I’ve been working on adding IE support to Tectonic Console for the past few weeks. The more time I spend on this, the more I am convinced that supporting IE is a mistake.

Why Tectonic Console Succeeded

When the Tectonic Console & OpenShift Console teams met, both sides agreed that the Tectonic Console should be the future. Despite having a much smaller team (2-3 developers), we built a competitive product. We accomplished this because we had a habit of saying “no” to large maintenance burdens. This made it much easier for us to improve the codebase, add features, and generally move faster. If we want to maintain anything resembling our past velocity, we must continue this practice.

Internet Encumbrance

Supporting IE will be our largest maintenance burden, and a particularly morale-draining one at that. IE problems aren’t interesting or enjoyable to solve. Setting up automated testing for IE is so difficult that Matt and I have given up on it. Even if a QA team manually tested IE, support would be a pain. IE’s developer tools pale in comparison to modern browsers, making debugging difficult. Any workarounds will create extra code paths throughout the codebase, increasing the rate of software rot. Some of IE’s shortcomings can’t be worked around. Supporting IE means no HTTP2, no new TLS, no WebRTC, broken Flexbox, broken WebSockets, broken CSS, and more. We’d basically have to freeze our technology stack to 2013.

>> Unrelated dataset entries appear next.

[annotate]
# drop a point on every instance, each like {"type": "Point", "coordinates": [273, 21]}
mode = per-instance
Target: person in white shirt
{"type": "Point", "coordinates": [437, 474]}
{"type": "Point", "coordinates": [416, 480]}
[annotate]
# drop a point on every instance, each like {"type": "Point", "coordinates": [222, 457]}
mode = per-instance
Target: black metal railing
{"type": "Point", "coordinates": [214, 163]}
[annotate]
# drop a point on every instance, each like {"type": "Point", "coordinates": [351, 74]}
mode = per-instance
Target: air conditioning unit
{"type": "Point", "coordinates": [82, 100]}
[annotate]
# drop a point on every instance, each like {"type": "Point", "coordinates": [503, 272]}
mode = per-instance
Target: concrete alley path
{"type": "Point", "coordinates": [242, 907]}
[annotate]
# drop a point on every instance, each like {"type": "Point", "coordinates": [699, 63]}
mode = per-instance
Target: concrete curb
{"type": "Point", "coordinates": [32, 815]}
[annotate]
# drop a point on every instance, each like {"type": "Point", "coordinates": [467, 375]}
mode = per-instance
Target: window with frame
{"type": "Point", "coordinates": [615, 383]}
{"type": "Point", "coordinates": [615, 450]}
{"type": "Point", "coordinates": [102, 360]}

These problems will only get worse over time. Firefox, Chrome, Edge, and Safari all continue to improve. Every month they add support for new standards. Every month the gulf between IE and modern browsers widens. Microsoft promises to support IE for the next seven years. Seven years is a long time for browsers to accumulate features. To give you some idea of how much change is possible: seven years ago, browsers did not have WebSockets, CSS3, Flexbox, HTML5, fetch(), TLS 1.2, HSTS, sandboxed iframes, Content Security Policy, WebGL, WebAudio, or WebRTC. This table shows how much has changed.

Solution

If a customer insists on using an old browser that receives no bug fixes or features, we provide old software that receives no bug fixes or features. That is: leave them with the original OpenShift Console. Don’t add support for new Kubernetes resource types. Don’t fix bugs. Only provide security updates. Treat them the way Microsoft treats IE.